Вот после "Пугачевцев" у бедняги Салиаса его литературное нутро, знаете, должно быть, того... перегорело!
- Да ведь он и после "Пугачевцев" писал немало!
- Даже очень много! Даже слишком много! Но вы обратите внимание: по размеру - уже ни единой такой большой вещи не написал. Это очень характерный /618/ признак. Как в часах, "завод" стал коротким. То "заводил" свой талант на тысячу страниц, а то и на три сотни трудно. По содержанию еще характернее: повторяю, с ним, с Салиасом, как с писателем какая-то внутренняя катастрофа приключилась. Какая-то сложная болезнь интеллекта. Личность раздвоилась. Получилось как бы два Салиаса. Один - новый, совершенно лишенный творческого дара, и другой - весь измятый, изломанный, изорванный, но живучий - старый. И этот старый остался с старым циклом идей. Обратите внимание: все почти сплошь то, что Салиас написал после "Пугачевцев", - это является не больше как развитием его же собственных, салиасовских, старых, им уже вскользь в "Пугачевцах" использованных тем.

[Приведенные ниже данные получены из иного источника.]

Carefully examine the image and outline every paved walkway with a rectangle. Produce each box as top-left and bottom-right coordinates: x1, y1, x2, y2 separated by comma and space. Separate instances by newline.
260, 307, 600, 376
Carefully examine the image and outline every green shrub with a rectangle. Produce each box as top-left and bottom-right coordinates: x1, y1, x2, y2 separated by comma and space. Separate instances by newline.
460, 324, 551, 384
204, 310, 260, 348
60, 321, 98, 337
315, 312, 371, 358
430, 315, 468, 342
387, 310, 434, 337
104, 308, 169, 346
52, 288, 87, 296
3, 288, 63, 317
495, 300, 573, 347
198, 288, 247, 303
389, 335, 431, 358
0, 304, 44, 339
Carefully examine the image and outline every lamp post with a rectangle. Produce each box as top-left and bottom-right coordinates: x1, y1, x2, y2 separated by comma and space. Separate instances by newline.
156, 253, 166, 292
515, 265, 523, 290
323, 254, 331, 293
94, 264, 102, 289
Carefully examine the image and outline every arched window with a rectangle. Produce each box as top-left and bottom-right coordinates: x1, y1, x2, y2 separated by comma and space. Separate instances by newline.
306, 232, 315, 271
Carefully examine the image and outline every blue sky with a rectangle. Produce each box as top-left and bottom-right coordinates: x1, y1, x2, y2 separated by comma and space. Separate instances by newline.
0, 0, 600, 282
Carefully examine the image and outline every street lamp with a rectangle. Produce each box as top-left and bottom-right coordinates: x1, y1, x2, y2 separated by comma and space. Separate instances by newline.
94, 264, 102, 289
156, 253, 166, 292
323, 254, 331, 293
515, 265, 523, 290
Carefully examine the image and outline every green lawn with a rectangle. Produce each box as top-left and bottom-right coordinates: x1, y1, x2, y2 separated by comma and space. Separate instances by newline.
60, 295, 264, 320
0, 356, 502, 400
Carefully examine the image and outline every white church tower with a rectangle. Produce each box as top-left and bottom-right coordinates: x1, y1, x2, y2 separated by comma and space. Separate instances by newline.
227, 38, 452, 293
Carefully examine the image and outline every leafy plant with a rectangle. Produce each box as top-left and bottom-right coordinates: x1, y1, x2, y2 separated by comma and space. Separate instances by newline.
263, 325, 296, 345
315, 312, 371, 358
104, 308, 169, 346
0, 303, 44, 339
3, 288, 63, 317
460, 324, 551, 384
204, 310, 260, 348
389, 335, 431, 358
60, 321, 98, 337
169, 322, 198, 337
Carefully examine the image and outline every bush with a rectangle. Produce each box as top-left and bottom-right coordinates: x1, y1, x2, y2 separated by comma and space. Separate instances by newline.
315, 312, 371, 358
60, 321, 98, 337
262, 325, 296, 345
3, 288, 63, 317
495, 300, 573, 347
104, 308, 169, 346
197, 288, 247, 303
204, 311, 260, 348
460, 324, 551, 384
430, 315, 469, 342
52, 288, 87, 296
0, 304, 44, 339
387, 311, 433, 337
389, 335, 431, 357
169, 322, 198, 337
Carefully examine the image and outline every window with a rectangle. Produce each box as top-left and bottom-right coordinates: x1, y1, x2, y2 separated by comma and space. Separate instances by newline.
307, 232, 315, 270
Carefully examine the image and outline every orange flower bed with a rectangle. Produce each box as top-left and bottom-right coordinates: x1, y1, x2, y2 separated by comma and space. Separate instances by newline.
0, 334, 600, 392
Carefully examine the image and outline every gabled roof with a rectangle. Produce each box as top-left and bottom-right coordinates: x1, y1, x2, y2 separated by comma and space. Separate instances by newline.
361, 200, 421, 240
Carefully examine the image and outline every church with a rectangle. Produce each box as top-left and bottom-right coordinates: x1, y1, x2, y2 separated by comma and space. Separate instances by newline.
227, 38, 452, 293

Когда он был молод, - набрал этих тем столько, что, как говорится, просто швырялся ими, не давая себе труда вычеканить, отгранить. И наворотил, нашвырял груду: "Пугачевцы". Потом сам внутренне сломался, раздвоился. Творить нового уже был не в силах, но и отстать от творчества механически уже не мог. И вот начал постоянно возвращаться к своему же, к старому, к небрежно навороченному, брошенному, рыться в этой горе, выкапывать из нее кирпичинки, разглядывать и возиться с ними. По существу - обкрадывать самого себя... Грустное зрелище, признаться!
Но вы к нему сходите! Право, стоит! Увидите истинного барина, каких мы с вами, разночинцы, видеть не привыкли, и познакомитесь с истинным джентльменом.
Только не уделяйте его "бонне" особого внимания: старика Салиаса это всегда очень огорчает. Бог с ним!
Не знаю, состоялось ли предположенное свидание Чехова с Салиасом. Сам я к Салиасу так и не собрался, но в "Крымском курьере" напечатал коротенькую заметку, посвященную пребыванию в Ялте автора популярных исторических романов. На другой же день Салиас сделал визит в редакцию, чтобы поблагодарить меня "за память о старике". Его привела, чуть ли не втащила по грязной редакционной лестнице молодая, рослая, статная, вульгарно красивая француженка, с осиною талиею, невероятными бедрами, коровьим выменем вместо груди и разрисованным лицом.
Это и была "очередная бонна" обратившегося в "живой труп" старика романиста... /619/
Из разговоров с Чеховым о литературной братии вспоминаю еще один большой разговор, вызванный особым поводом: меня, как редактора, вообще одолевали разные "самородки" и "писатели из народа", и в числе их - какой-то до ужаса безграмотный "сочинитель". Сначала я пытался разобраться в его гиероглифах, потом убедился, что это дело совершенно безнадежное, и просто стал швырять в корзину все письма "самородка". "Самородок" оскорбился и обратился к Антону Павловичу с длиннейшею и обстоятельнейшею жалобой на меня. И вот, получив эту жалобу, Чехов вызвал меня к себе по телефону "поговорить".
Должно быть, в тот день он чувствовал себя лучше обыкновенного, поэтому был в веселом и шутливом настроении. Речь его была полна юмора. Он был на редкость словоохотлив.